Même le président de l’Union européenne est personnellement impliqué
dans le scandale de l’évasion fiscale (18). Ces gens-là n’ont aucun
intérêt à voir ce sujet faire son entrée dans le débat public. L’ampleur
du pillage et ses conséquences doivent être en permanence masqués par
de grands discours plein de bonne volonté ou le déclenchement de
polémiques inutiles. On invente en permanence un nombre incalculable de
raisons totalement fausses aux problèmes du pays en omettant
systématiquement la principale, ces 100 milliards qui s’envolent chaque
année vers des paradis fiscaux.
Peut-on lutter contre l’évasion fiscale sans changer la loi ?
Si tout le monde réalisait vraiment l’ampleur du phénomène, on pourrait
lutter contre les multinationales et l’évasion fiscale sans même
attendre que les élus votent des lois. Chaque personne dotée du strict
minimum de bon sens se dirait alors : « Aussi longtemps que je devrai
payer plus d’impôts et de taxes pour compenser ce qu’ils refusent de
payer, je ne consommerai plus leurs produits. » Cela s’appelle « se
gouverner soi-même », et on parle bien ici de boycott (19). Frapper ces
multinationales au portefeuille serait sans aucun doute une stratégie
extrêmement efficace. Une baisse sensible du chiffre d’affaires des
grands groupes entraînerait l’impossibilité de verser des dividendes aux
actionnaires. Ils devraient alors réagir très vite. Soit ils paient,
soit ils partent. Le boycott, c’est l’arme fatale dans une société de
consommation.
Et si certaines entreprises partent plutôt que de payer leurs impôts ?

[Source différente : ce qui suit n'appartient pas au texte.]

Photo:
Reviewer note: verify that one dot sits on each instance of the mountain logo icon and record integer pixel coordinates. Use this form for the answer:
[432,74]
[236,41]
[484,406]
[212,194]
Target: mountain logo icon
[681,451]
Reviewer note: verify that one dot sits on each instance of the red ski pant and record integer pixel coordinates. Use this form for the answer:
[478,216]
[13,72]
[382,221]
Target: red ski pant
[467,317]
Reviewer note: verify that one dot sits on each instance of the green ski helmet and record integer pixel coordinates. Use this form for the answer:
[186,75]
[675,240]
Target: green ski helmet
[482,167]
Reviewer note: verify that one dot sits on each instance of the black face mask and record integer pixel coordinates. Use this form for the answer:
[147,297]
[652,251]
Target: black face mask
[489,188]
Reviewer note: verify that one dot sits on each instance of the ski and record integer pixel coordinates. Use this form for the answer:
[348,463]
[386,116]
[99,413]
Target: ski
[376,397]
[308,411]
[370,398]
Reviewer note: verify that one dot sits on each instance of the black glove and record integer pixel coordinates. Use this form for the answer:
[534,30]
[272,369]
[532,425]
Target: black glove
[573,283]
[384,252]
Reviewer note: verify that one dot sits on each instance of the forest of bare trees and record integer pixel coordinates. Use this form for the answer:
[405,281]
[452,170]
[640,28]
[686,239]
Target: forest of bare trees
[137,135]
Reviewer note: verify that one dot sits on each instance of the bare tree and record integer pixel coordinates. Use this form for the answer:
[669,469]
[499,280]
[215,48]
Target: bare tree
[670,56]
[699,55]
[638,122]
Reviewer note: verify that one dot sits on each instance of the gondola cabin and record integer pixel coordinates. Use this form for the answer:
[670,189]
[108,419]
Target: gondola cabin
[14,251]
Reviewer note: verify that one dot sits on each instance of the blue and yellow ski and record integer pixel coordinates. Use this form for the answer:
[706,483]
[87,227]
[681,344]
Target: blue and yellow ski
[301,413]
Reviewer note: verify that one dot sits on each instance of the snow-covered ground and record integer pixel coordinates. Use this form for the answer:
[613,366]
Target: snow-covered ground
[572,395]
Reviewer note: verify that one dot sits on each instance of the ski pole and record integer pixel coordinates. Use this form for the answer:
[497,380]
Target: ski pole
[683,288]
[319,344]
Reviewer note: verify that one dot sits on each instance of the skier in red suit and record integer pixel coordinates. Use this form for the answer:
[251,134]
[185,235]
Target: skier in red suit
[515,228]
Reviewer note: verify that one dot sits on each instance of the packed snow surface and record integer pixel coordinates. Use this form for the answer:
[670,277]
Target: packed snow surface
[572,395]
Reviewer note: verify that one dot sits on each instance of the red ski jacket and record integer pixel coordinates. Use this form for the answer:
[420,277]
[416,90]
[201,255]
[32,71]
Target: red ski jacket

On parle d’impôts sur les bénéfices, cela veut donc dire qu’il y a des
bénéfices. S’imaginer que les grands groupes vont abandonner des
milliards d’euros de profits potentiels sur un marché aussi important
que celui de la France simplement parce qu’il y en aurait un peu moins,
c’est une malhonnêteté intellectuelle. Mais nous ne sommes pas obligés
de retenir tout le monde, car il ne s’agit pas que de grandes firmes qui
plombent notre budget, détruisent notre économie et nos services
publics. Il s’agit également de groupes aux pratiques souvent
parfaitement indéfendables (20) qui, pour éviter d’avoir à se confronter
à la justice, incitent les États à programmer leur propre impuissance
en signant des traités instaurant des tribunaux privés (21) ou des
directives protégeant le « secret des affaires » (22). Si certaines
multinationales décidaient de réduire la voilure, elles libéreraient
alors des locaux dans des endroits stratégiques pour des activités plus
utiles à la société (23).
Les grands médias ne font-ils pas bien leur travail sur l’évasion fiscale ?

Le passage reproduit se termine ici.